Ivory Coast: The Association of Cement Producers of Cote d'Ivoire (APCCI) has called for stricter quality control in the cement industry. During an industry stakeholders panel discussion held in mid-December 2025 APCCI Vice President Ivan Zarka said that the association aims to guarantee the protection of consumers by ensuring the availability of compliant cement, according to the Agence Ivoirienne de Presse. He blamed building collapses in recent years on design flaws or poor quality concrete formulations. He lobbied for strict adherence to CODINORM (Côte d'Ivoire Normalisation) standards and improved monitoring of formulations.

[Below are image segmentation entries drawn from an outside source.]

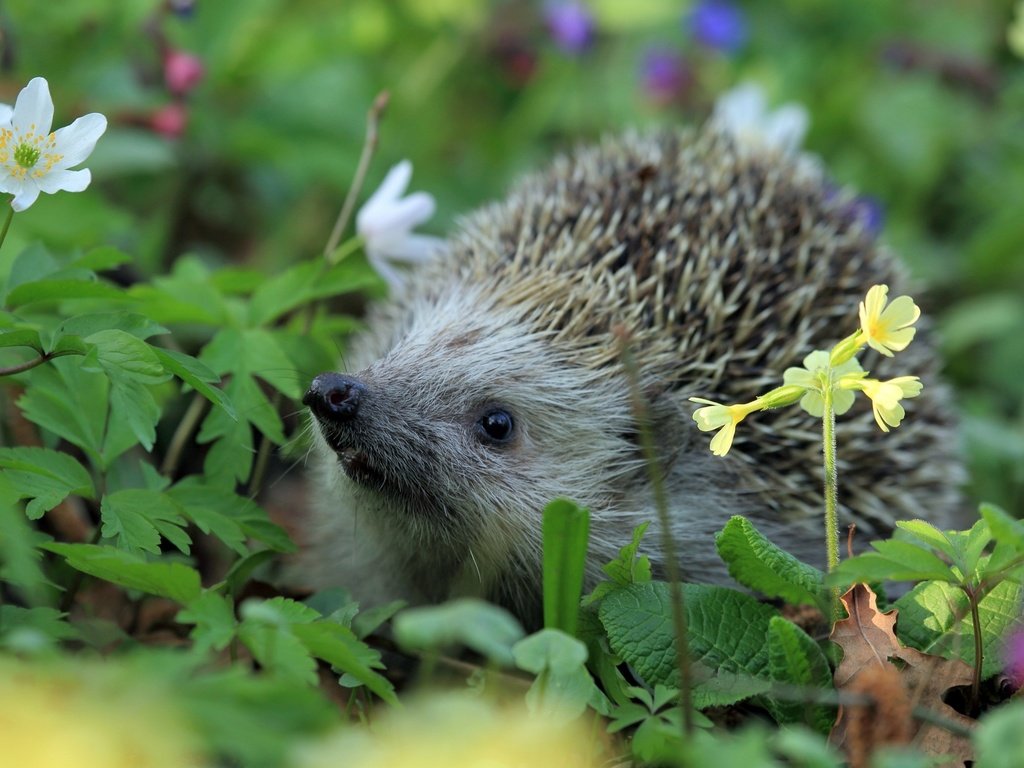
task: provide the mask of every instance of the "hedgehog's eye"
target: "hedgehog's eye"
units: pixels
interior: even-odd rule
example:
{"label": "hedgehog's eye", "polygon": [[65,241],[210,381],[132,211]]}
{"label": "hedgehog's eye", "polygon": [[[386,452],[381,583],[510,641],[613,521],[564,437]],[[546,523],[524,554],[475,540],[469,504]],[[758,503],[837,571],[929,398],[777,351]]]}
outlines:
{"label": "hedgehog's eye", "polygon": [[494,409],[488,411],[476,423],[479,436],[487,442],[508,442],[512,439],[515,424],[508,411]]}

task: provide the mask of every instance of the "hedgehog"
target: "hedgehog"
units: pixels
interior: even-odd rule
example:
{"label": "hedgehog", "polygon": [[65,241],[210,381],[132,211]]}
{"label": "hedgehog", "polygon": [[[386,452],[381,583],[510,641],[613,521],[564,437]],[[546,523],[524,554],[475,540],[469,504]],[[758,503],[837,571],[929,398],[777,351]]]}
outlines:
{"label": "hedgehog", "polygon": [[[904,270],[807,156],[751,151],[713,124],[584,146],[466,217],[443,257],[375,308],[347,372],[313,379],[315,510],[301,571],[364,604],[478,596],[541,621],[541,515],[590,510],[586,579],[657,515],[631,408],[629,338],[690,581],[726,584],[715,536],[743,515],[821,565],[820,424],[745,421],[725,458],[700,395],[752,399],[856,326],[867,288]],[[927,327],[872,376],[925,390],[890,434],[866,403],[840,420],[841,524],[944,524],[959,506],[949,399]],[[866,399],[866,398],[861,398]]]}

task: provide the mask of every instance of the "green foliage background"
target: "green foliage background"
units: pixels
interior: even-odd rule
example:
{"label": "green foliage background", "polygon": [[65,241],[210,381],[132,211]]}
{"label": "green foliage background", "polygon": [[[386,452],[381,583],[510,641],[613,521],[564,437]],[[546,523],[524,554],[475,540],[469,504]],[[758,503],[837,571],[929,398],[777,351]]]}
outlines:
{"label": "green foliage background", "polygon": [[[548,33],[543,3],[522,0],[200,0],[181,15],[159,2],[7,2],[0,98],[42,75],[57,124],[99,111],[111,128],[89,162],[89,194],[44,197],[0,259],[41,240],[118,245],[146,275],[186,253],[295,263],[322,249],[384,89],[371,188],[412,159],[443,233],[559,148],[701,120],[717,93],[753,79],[776,103],[806,104],[808,148],[884,206],[885,238],[942,333],[976,495],[1020,513],[1024,61],[1006,45],[1011,3],[750,2],[748,43],[731,55],[691,39],[685,1],[589,5],[597,38],[571,54]],[[176,140],[147,126],[172,98],[165,46],[206,68]],[[642,84],[652,48],[690,68],[669,104]]]}

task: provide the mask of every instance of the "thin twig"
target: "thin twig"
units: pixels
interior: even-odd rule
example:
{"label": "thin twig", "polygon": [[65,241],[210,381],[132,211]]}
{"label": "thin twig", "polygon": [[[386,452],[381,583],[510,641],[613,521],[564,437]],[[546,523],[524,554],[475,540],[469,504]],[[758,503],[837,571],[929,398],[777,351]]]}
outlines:
{"label": "thin twig", "polygon": [[633,401],[633,417],[636,419],[640,432],[640,445],[643,450],[644,464],[647,466],[647,476],[654,496],[654,508],[662,528],[662,551],[665,554],[666,571],[669,577],[669,592],[672,596],[672,625],[676,635],[676,664],[679,667],[679,703],[683,711],[683,737],[688,738],[693,733],[693,703],[691,689],[693,681],[690,673],[689,630],[686,627],[686,610],[683,604],[682,577],[679,571],[679,561],[676,559],[676,543],[672,538],[669,521],[669,501],[665,492],[665,475],[662,463],[654,451],[654,438],[651,434],[650,414],[647,401],[640,389],[640,376],[636,360],[630,350],[628,332],[623,328],[615,329],[618,337],[618,355],[623,368],[629,378],[630,398]]}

Nagolo Soro, the Deputy Director General of the Abidjan Cement Company, said that the quality of cement produced in the country is ‘generally under control,’ while emphasising the need for continuous improvement of laboratory equipment. He also suggested strengthening the role of the LBTP (Laboratory of Building and Public Works) as the national reference laboratory.

The APCCI also encouraged further use of cement in applications such as concrete road construction. The country currently produces 21Mt/yr of cement but only uses an estimated 7Mt/yr.

Pakistan: Maple Leaf Cement has launched a public offer to buy shares representing up to 11.7% in Pioneer Cement. The action is intended to be part of a process that gives it control of the target company. Maple Leaf Cement currently has a combined shareholding of 18.53% in Pioneer Cement, via its direct shares, those of a subsidiary and through one of its directors. It is currently in the process of acquiring 69.75% of the shares in Pioneer Cement from a group of major shareholders, most notably including Vision Holdings Middle East. Once completed, the combined local market share of the two cement companies is expected to be 15.5%. It should become the third largest cement producer in the country.

Europe: The European Commission will expand the scope of the European Union’s (EU) Carbon Border Adjustment Mechanism (CBAM) to include industrial machinery at the start of 2028. The carbon tariff will add specific steel and aluminium-intensive downstream products. The majority, 94%, of these downstream goods concerned are industrial supply chain products with a high (on average 79%) steel and aluminium content, used in heavy machinery and specialised equipment, such as base metal mountings, cylinders, industrial radiators or machines for casting. A small share, 6%, of the downstream goods concerned are also household goods such as washing machines.

Importers of cement, aluminium, electricity, fertilisers, hydrogen and iron and steel will start to pay a tax based on the carbon emissions of these products from the beginning of 2026. The European Commission has also launched a Temporary Decarbonisation Fund in order to temporarily support EU producers of CBAM goods and mitigate carbon leakage risks.

Australia: Hallett Group has successfully tested a trial of cement despatch at its Port Adelaide Terminal. During a trial, trucks drove through the unit’s storage dome and tested cement despatch into internal cement silos. The cement terminal is intended to distribute cement from Hallett Group's Port Augusta slag cement grinding plant in the north of South Australia state.